RICHMOND, Va. -- The Richmond Branch NAACP and other community activists asked Richmond City Council to consider building a park in Shockoe Bottom to memorialize slaves brought to this country through Richmond. Shockoe Bottom Memorial Park would be a nine-acre park that included an old African Burial Ground, the site of Lumpkin’s Jail, and two more blocks east of the CSX railroad tracks.
"In recent years, there has been a growing awareness of the great historical importance of Shockoe Bottom as the epicenter of the U.S. domestic slave trade," Ana Edwards, chair of the Sacred Ground Historical Reclamation Project of the Virginia Defenders for Freedom, Justice & Equality, said. "The nine-acre site of the proposed park represents the heart of this center.

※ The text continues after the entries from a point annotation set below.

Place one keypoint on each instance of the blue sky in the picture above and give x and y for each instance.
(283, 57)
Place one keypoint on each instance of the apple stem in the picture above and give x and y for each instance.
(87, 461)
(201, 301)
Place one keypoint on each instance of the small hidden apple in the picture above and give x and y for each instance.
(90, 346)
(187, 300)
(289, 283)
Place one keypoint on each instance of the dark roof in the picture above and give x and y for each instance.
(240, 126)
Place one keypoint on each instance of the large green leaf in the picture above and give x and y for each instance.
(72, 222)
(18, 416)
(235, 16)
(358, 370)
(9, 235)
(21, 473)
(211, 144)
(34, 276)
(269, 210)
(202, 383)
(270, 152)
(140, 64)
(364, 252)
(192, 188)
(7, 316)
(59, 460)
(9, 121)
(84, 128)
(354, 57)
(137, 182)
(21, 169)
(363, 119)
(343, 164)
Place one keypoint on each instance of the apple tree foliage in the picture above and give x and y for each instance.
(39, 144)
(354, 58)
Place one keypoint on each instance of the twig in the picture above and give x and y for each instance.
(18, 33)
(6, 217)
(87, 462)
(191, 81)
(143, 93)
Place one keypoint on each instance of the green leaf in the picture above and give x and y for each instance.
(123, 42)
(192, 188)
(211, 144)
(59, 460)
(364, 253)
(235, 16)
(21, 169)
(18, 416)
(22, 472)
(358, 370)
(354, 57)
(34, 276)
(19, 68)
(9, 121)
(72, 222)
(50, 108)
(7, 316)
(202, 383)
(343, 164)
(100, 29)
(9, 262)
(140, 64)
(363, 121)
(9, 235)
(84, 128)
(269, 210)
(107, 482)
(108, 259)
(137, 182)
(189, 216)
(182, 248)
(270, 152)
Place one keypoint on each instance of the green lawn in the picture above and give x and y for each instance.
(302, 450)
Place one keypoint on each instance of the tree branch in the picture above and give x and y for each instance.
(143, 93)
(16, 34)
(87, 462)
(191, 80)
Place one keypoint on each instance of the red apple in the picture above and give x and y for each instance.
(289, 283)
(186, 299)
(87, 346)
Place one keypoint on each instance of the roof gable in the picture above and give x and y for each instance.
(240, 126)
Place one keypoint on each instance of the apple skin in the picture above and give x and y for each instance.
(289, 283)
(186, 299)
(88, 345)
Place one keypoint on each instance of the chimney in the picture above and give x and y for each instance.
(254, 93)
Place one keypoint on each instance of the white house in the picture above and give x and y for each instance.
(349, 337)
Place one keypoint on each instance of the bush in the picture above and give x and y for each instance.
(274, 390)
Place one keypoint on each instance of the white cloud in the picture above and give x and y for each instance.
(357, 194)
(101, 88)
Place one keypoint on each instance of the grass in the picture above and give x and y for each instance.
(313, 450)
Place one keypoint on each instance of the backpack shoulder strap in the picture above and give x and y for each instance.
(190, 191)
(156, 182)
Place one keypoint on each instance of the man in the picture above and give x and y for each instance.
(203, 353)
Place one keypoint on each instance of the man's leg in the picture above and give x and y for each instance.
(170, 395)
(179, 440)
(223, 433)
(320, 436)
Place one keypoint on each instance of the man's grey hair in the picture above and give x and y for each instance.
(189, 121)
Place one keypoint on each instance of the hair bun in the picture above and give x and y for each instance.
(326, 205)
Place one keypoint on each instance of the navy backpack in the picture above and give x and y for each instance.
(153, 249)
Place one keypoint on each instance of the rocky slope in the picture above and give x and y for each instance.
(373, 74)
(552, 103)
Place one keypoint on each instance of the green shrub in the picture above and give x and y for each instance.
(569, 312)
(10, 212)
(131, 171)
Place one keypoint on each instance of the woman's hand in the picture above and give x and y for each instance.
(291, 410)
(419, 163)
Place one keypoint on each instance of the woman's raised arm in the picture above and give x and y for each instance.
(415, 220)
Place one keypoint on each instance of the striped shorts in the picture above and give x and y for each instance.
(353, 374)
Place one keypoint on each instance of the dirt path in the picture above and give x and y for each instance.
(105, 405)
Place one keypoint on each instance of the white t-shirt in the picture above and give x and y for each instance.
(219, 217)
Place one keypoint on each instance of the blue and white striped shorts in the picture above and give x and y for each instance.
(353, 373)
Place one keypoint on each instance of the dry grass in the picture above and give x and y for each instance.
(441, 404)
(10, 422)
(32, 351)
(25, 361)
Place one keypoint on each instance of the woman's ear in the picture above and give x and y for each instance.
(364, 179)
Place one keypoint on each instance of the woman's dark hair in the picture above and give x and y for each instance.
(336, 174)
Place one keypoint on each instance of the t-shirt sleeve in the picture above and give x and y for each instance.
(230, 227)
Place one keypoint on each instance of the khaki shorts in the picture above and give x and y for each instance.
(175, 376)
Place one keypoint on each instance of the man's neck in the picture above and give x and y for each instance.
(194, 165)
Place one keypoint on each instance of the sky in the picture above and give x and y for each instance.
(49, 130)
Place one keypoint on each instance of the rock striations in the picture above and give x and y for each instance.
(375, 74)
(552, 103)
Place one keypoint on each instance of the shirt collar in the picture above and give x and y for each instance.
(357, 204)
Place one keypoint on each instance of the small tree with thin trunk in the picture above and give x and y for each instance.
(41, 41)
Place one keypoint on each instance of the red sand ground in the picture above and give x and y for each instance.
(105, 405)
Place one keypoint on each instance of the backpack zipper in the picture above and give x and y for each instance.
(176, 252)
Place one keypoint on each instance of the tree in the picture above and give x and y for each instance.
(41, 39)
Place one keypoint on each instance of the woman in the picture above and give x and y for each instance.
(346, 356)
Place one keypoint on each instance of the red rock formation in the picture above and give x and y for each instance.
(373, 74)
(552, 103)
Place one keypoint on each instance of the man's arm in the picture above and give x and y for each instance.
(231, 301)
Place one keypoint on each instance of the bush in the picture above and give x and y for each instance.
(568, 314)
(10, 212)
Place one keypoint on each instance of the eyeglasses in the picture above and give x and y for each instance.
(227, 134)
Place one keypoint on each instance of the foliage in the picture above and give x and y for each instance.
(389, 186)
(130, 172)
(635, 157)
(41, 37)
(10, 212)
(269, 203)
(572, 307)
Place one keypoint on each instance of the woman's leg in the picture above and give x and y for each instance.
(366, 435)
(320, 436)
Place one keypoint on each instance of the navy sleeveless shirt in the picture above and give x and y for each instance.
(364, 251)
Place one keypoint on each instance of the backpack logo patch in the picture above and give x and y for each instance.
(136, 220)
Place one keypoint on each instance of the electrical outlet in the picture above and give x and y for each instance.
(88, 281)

It’s history, and relevance to the present must be explored, through archaeology, education, public art, markers and events."

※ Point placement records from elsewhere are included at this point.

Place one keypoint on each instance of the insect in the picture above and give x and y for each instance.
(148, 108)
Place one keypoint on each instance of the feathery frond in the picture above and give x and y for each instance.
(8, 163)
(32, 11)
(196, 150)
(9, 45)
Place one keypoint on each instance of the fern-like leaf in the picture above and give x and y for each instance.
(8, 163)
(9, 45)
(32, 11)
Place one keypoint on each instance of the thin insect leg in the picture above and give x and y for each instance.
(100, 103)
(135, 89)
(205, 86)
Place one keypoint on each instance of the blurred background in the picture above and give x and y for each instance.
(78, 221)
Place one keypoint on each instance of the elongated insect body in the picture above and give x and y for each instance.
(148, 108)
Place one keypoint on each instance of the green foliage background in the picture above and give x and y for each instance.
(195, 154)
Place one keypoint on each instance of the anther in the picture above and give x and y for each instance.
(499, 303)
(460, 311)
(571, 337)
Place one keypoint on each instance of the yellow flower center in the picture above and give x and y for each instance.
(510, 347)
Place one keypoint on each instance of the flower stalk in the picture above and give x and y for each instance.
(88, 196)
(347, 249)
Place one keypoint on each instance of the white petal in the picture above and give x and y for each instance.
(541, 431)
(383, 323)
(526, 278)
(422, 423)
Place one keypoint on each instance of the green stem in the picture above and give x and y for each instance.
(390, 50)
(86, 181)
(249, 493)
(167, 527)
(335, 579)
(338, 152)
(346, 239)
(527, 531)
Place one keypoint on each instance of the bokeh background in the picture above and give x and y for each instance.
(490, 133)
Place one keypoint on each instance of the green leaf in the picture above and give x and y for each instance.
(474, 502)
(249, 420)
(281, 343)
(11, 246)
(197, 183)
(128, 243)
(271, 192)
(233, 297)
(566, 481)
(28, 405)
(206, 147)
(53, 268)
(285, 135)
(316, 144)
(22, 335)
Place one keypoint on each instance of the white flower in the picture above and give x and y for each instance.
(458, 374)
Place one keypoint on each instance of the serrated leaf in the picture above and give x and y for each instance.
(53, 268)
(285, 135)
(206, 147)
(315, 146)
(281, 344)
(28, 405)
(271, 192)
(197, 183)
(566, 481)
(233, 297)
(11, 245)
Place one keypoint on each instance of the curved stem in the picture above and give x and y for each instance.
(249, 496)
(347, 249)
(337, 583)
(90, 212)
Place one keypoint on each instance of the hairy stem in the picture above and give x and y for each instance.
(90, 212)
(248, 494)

Shockoe Bottom Memorial Park was the result of a five-month brainstorming session in an open, city-wide meeting.
"We need to have a memorial that represents our whole history," Lynetta Thompson, Richmond NAACP President, said. "Not just bits and pieces. So much of our history has not been told."
Richmond Mayor Dwight Jones earlier proposed a similar, but smaller park in the city.
Supports of the plan unveiled at Monday's city council meeting said a larger park was needed to tell Richmond slavery story.
"We believe that a nine-acre Memorial Park, encompassing the African Burial Ground, the site of Lumpkin’s Jail and two more blocks east of the CSX railroad tracks, would be large enough to tell the full story of the nearly 100 sites in the Bottom once associated with the massive trade in human beings and also block any future inappropriate, profit-driven development, while still allowing for appropriate development within a recognized historic district," Edwards said.